Okay, hack-rant over. Now that I’ve wasted half the article on it.
The game begins to ease up once you get some levels and buy a few skills, and once you accept (with some tears) that hacking is something you need at the beginning of the game to do anything at all.
Some things are inherently stupid- falling damage makes no sense, as you go from fine to dead within a meter’s difference. Given the heights of many of the locals, however, buying the landing system is something you’ll probably want to do early on anyways.
The only other thing I would probably gripe about is the game’s energy system, measured in batteries. Jensen’s batteries don’t like to recharge. One always will, but one often wants more than one, and none of the others care to, no matter how many of them you have.
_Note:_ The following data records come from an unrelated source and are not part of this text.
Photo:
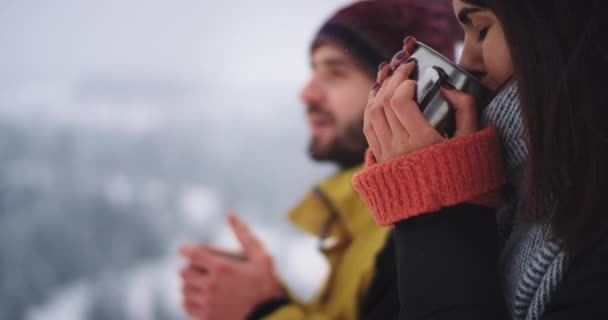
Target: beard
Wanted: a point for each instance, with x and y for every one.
(346, 150)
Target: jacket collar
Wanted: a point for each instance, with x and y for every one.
(339, 197)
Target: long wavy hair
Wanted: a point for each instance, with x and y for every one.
(560, 57)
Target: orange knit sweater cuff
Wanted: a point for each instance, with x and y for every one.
(466, 169)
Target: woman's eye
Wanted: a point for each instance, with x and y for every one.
(483, 33)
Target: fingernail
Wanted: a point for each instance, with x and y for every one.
(399, 55)
(409, 40)
(375, 86)
(381, 65)
(444, 79)
(410, 60)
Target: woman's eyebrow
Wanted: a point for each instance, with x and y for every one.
(464, 14)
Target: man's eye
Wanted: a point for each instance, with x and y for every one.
(483, 33)
(336, 73)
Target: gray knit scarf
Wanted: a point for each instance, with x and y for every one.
(532, 265)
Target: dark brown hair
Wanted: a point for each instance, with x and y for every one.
(560, 57)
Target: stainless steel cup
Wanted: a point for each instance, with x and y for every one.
(435, 109)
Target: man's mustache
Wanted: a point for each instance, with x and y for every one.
(320, 111)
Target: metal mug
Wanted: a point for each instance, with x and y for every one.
(432, 69)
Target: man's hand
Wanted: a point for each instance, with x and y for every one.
(218, 287)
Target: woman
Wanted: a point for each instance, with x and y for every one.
(542, 253)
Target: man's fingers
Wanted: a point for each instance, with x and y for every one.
(465, 109)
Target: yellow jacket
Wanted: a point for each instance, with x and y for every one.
(352, 242)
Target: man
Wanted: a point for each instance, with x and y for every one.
(345, 54)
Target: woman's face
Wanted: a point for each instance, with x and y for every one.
(485, 53)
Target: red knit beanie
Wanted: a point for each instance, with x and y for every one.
(373, 30)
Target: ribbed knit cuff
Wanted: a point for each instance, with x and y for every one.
(466, 169)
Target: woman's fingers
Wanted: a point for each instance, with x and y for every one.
(409, 114)
(465, 110)
(370, 134)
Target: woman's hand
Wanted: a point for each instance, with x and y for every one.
(394, 125)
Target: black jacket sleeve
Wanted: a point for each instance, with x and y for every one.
(447, 265)
(382, 300)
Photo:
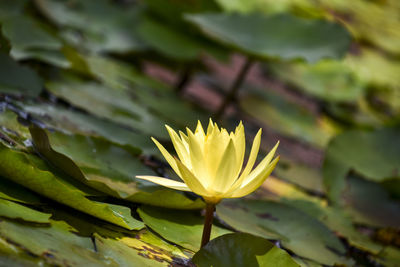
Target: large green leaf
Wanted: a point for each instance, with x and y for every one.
(18, 80)
(55, 244)
(96, 25)
(241, 249)
(31, 172)
(287, 117)
(10, 209)
(182, 228)
(373, 154)
(301, 233)
(107, 167)
(370, 204)
(327, 80)
(75, 122)
(278, 36)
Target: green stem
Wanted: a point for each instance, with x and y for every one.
(234, 88)
(210, 208)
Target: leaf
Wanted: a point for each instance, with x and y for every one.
(55, 244)
(106, 27)
(278, 36)
(17, 193)
(335, 218)
(328, 80)
(182, 228)
(13, 210)
(74, 122)
(130, 251)
(287, 117)
(301, 233)
(106, 167)
(18, 80)
(373, 154)
(29, 171)
(241, 249)
(370, 204)
(112, 104)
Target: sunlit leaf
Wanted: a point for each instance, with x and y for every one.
(241, 249)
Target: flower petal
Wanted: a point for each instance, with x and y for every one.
(166, 182)
(256, 182)
(197, 160)
(250, 162)
(191, 180)
(226, 173)
(261, 166)
(167, 156)
(179, 146)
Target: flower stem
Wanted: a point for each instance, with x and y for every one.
(210, 208)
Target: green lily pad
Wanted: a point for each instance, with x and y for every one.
(287, 117)
(22, 168)
(302, 234)
(17, 193)
(108, 168)
(17, 79)
(55, 244)
(327, 80)
(241, 249)
(370, 204)
(112, 104)
(75, 122)
(182, 228)
(278, 36)
(131, 251)
(10, 209)
(373, 154)
(105, 27)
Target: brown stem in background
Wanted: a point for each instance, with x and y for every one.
(210, 208)
(232, 93)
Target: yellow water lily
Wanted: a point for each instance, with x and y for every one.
(210, 165)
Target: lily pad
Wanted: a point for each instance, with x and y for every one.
(31, 172)
(107, 167)
(10, 209)
(74, 122)
(277, 36)
(370, 204)
(55, 244)
(18, 80)
(373, 154)
(182, 228)
(302, 234)
(287, 117)
(328, 80)
(241, 249)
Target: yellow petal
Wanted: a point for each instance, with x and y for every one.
(166, 182)
(239, 140)
(167, 156)
(179, 146)
(190, 180)
(250, 162)
(256, 182)
(210, 127)
(226, 173)
(261, 166)
(214, 149)
(197, 160)
(199, 133)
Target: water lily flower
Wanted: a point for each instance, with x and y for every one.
(210, 165)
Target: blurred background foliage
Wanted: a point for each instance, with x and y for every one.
(84, 84)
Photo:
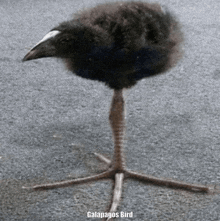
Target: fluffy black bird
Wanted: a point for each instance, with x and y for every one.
(118, 44)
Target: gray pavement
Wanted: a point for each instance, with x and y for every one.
(52, 122)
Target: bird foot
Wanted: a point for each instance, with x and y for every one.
(119, 175)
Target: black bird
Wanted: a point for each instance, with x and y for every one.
(117, 44)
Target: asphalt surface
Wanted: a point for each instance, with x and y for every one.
(52, 122)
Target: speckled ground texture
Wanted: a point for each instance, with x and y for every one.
(52, 122)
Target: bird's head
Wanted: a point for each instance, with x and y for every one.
(63, 41)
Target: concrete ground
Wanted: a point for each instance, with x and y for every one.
(52, 122)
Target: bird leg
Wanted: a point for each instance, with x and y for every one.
(117, 168)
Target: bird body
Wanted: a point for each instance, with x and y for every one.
(117, 43)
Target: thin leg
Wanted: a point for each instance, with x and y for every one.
(117, 168)
(117, 122)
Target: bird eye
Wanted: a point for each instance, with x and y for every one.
(65, 40)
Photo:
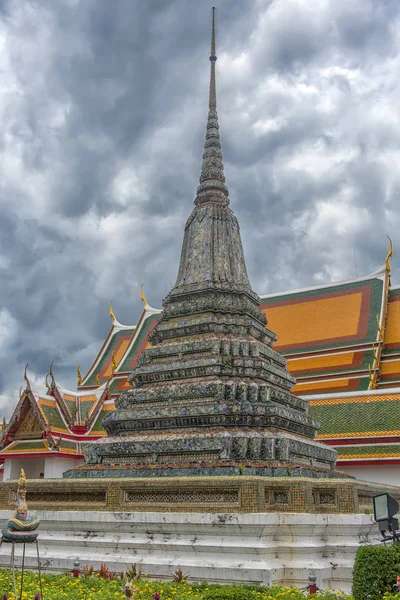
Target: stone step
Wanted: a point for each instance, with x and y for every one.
(253, 548)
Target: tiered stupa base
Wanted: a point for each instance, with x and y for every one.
(208, 453)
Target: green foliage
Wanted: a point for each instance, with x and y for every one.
(134, 573)
(375, 571)
(94, 587)
(180, 576)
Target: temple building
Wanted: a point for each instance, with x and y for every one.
(341, 342)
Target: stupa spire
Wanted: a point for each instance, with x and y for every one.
(212, 104)
(212, 179)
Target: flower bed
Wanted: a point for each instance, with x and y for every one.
(94, 587)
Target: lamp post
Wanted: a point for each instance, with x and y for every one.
(385, 507)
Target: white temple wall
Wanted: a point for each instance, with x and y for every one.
(33, 467)
(55, 466)
(242, 548)
(389, 474)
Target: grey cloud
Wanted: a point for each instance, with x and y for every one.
(103, 109)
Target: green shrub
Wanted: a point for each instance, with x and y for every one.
(375, 571)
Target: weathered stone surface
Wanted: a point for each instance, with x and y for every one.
(210, 396)
(222, 547)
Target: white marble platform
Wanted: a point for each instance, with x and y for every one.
(253, 548)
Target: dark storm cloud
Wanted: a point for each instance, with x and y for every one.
(103, 107)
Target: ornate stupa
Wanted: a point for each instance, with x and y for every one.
(211, 396)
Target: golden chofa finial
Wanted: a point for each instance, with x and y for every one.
(80, 380)
(389, 254)
(372, 378)
(113, 362)
(378, 323)
(28, 385)
(143, 297)
(114, 318)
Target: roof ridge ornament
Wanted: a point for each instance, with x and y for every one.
(112, 315)
(28, 385)
(142, 297)
(113, 362)
(80, 380)
(389, 254)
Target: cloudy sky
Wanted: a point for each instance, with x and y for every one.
(103, 107)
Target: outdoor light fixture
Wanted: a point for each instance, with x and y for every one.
(385, 507)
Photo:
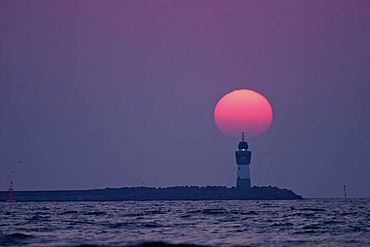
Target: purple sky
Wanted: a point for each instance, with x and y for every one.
(97, 94)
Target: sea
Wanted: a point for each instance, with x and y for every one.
(308, 222)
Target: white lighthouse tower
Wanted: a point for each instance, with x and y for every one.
(243, 159)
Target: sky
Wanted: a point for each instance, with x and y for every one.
(97, 94)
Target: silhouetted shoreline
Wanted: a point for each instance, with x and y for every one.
(191, 193)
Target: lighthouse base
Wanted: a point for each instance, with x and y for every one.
(243, 183)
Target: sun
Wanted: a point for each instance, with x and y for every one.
(243, 110)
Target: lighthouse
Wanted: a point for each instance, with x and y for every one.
(243, 159)
(11, 190)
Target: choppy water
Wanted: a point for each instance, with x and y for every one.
(320, 222)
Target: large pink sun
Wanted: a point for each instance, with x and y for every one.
(243, 110)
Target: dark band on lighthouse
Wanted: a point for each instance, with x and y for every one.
(243, 159)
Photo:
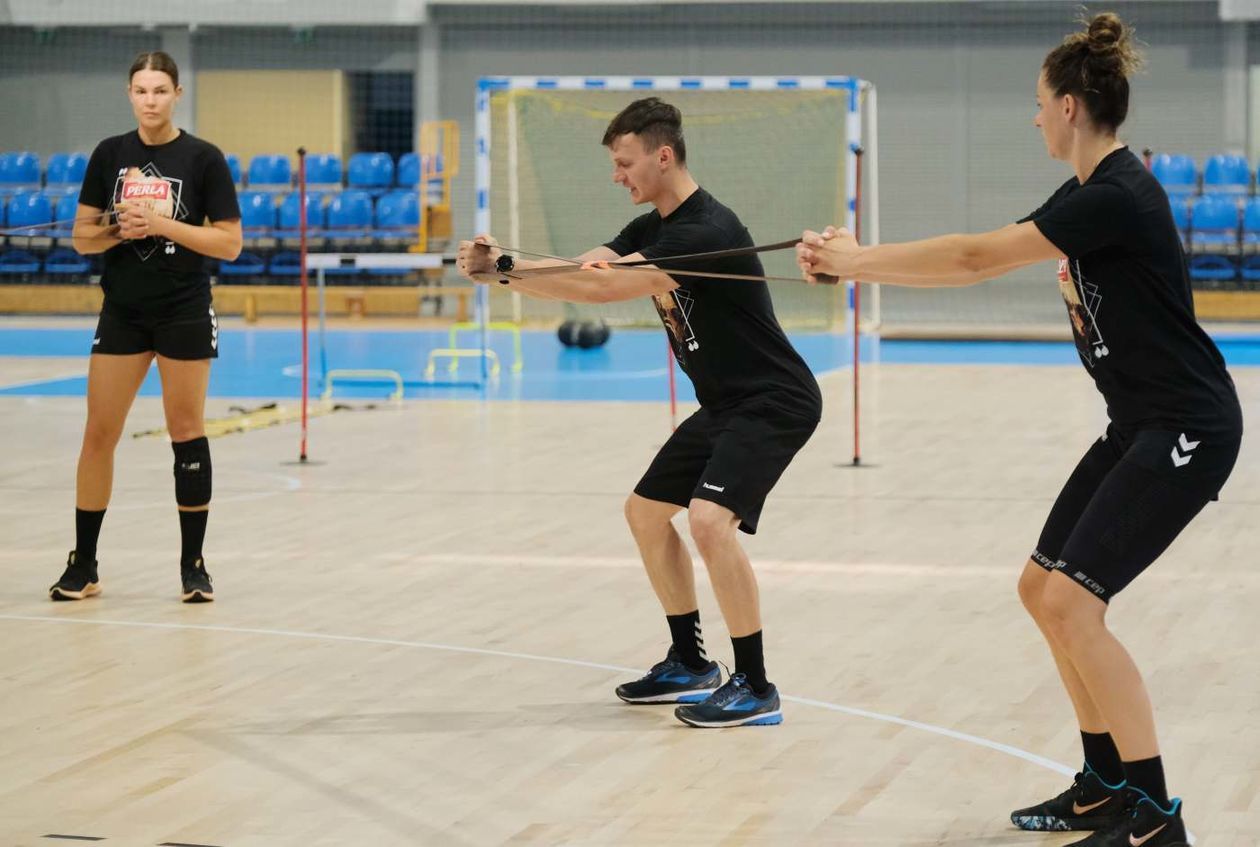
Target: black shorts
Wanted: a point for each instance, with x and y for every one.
(1128, 499)
(731, 458)
(187, 333)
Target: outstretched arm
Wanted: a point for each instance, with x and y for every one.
(944, 261)
(576, 285)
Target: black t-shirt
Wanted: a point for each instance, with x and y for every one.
(723, 332)
(1127, 288)
(187, 179)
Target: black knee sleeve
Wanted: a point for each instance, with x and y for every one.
(192, 472)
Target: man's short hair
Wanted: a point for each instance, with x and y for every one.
(654, 121)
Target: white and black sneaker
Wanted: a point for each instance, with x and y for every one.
(78, 581)
(672, 682)
(198, 586)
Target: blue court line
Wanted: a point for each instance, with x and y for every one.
(630, 367)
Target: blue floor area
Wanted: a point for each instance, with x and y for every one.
(630, 367)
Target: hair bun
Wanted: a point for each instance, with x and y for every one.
(1106, 33)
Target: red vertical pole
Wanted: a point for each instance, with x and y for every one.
(857, 319)
(673, 388)
(301, 266)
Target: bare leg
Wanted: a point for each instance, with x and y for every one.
(664, 555)
(112, 382)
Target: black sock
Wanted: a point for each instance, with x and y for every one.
(192, 532)
(688, 643)
(1147, 775)
(87, 530)
(1103, 758)
(751, 662)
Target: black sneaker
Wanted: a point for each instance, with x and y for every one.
(1145, 826)
(78, 581)
(198, 586)
(1088, 804)
(672, 682)
(733, 705)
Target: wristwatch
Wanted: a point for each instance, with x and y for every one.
(504, 265)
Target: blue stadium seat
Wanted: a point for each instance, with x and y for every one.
(257, 218)
(323, 172)
(19, 172)
(64, 209)
(1176, 173)
(349, 218)
(290, 232)
(1214, 240)
(1181, 204)
(371, 172)
(30, 209)
(286, 267)
(397, 218)
(18, 262)
(1226, 174)
(1251, 240)
(408, 170)
(64, 173)
(64, 261)
(270, 174)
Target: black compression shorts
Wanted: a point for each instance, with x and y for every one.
(1129, 497)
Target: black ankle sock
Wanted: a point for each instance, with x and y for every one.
(87, 531)
(192, 532)
(751, 662)
(688, 643)
(1103, 758)
(1147, 775)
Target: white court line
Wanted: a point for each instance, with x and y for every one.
(30, 383)
(1041, 761)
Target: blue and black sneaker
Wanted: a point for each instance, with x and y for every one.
(1089, 803)
(1145, 826)
(672, 682)
(733, 705)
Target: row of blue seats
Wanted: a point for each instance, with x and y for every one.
(285, 267)
(344, 214)
(64, 265)
(1221, 236)
(22, 172)
(1222, 174)
(373, 172)
(61, 262)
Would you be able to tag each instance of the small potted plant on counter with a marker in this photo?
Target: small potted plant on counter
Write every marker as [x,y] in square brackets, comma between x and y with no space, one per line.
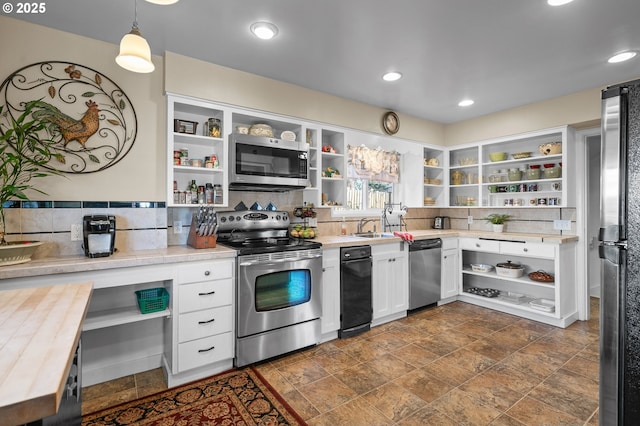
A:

I mention this because you can have up to five batteries, as I did at the end of the game. Why does only one recharge? Why can’t I buy an ability to cause a second one to recharge? Why is food the only way to restore anything past the first?
Much of this concern is coupled with a few semi-odd choices in the mechanics. Why, for example, does hand-to-hand combat consume one full battery, allowing you to be a kung-fu-god when you activate it? Why can Jensen not throw a standard punch when he can do everything else? It seems odd that the Jensen teeters between “Killing Machine” and “Magikarp.”
I somewhat understood this control system early on, but it became more impractical as the game progressed. Especially when I had a number of awesome abilities that consumed energy (albeit at a paced rate) only to find I could barely use them in conjunction with one another. It’s bad enough having to hide and wait for my energy to recharge, do I have to be punished by not being allowed to exploit the full scale of my powers when I’m willing to put in the time?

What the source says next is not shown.